Di bagian-bagian sebelumnya saya sudah bicarakan mengenai definisi komik Indonesia dan masalah identitas yang inheren dalam karya-karya yang menjadi bagiannya. Dan dengan sangat ngaret akhirnya kita tiba pada penutup serial artikel ini.
Akan ke mana komik Indonesia, setidaknya dalam satu dekade ke depan? Bertahan hidup seadanya? Redup lagi? Mati? Makin jaya?
Ada alasan untuk semua argumen, karena perkembangan industri komik lokal kita makin hari makin menunjukkan optimisme serta tantangan baru. Mari kita kupas.
Dalam beberapa tahun terakhir skena perkomikan lokal memang sedang dalam arus naik. Komikus baru bermunculan, budaya fandom merangkak naik mengikuti festival-festival yang menjamur di berbagai kota, beberapa komikus mulai bisa mejeng di koran dan TV nasional, industri mulai menggeliat dengan munculnya satu-dua majalah komik berseri.
Dalam beberapa tahun terakhir skena perkomikan lokal memang sedang dalam arus naik. Komikus baru bermunculan, budaya fandom merangkak naik mengikuti festival-festival yang menjamur di berbagai kota, beberapa komikus mulai bisa mejeng di koran dan TV nasional, industri mulai menggeliat dengan munculnya satu-dua majalah komik berseri.

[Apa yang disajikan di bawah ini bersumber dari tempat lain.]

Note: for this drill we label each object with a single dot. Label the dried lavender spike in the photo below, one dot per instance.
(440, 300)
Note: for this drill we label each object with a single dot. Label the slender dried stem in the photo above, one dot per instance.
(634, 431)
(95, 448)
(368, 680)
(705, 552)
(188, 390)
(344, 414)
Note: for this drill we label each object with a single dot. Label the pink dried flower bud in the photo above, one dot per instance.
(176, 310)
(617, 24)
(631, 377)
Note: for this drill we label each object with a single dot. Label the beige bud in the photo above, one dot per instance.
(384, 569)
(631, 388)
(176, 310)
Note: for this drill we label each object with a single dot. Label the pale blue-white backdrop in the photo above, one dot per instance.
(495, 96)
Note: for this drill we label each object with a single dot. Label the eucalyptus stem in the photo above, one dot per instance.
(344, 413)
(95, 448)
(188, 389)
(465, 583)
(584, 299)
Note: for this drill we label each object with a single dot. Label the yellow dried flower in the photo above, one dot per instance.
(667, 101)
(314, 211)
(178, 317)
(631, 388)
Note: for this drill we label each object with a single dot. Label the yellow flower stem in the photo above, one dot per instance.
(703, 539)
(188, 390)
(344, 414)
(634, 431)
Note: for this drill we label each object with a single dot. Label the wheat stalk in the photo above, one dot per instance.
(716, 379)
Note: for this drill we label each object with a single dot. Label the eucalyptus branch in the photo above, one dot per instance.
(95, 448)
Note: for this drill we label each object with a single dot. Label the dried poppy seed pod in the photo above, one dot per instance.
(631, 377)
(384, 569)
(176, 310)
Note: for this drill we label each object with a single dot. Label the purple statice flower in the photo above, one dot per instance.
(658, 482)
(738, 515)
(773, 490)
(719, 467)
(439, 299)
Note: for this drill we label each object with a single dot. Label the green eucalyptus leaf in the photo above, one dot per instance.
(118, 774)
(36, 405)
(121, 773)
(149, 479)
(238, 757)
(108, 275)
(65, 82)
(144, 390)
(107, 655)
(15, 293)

Masalahnya, tidak ada organisasi yang jelas di luar majalah-majalah komik tadi. Komikus terpencil sendiri-sendiri bak kepulauan-kepulauan kecil di Oceania sana. Fandom masih amat sangat mengikuti tren apa yang sedang ‘in’ di luar sana. Komikus ketika mejeng di media, membuat artikel/himbauan, atau mengadakan seminar hanya membicarakan sesuatu yang amat, amat, amat, amat, amat sangat standar. Hal-hal remeh yang bisa dipelajari dengan sekedar googling atau beli buku panduan seperti apa itu konflik atau cara menggambar anatomi, Tugas untuk membimbing komikus pemula dan mengejawantahkan komik lokal pada masyarakat jatuh ke… majalah-majalah komik ini.
================
Stop, mulai dari paragraf ini, saya Shengar (atau sekarang, Han Asra) akan mengambil alih. Dikarenakan alasan kesibukan, dan perkembangan hidup, Dantd tidak dapat menyelesaikan artikel ini tanpa terjadi konflik kepentingan. Namun karena tidak ingin membiarkan pembaca tergantung rasanya penasarannya seperti Valve memperlakukan penggemarnya dengan Half-Life 3, saya berinisiatif untuk menyelesaikan bagian terakhir ini. Tentu saja akan ada banyak perbedaan dari substansi artikel yang dikehendaki oleh Dantd dengan pendapat saya sendiri meskipun sebelumnya saya sudah menanyakan pangkal utama dari artikel ini. Saya harap tulisan ini tidak berlawanan dengan subtansi dua artikel yang sebelumnya.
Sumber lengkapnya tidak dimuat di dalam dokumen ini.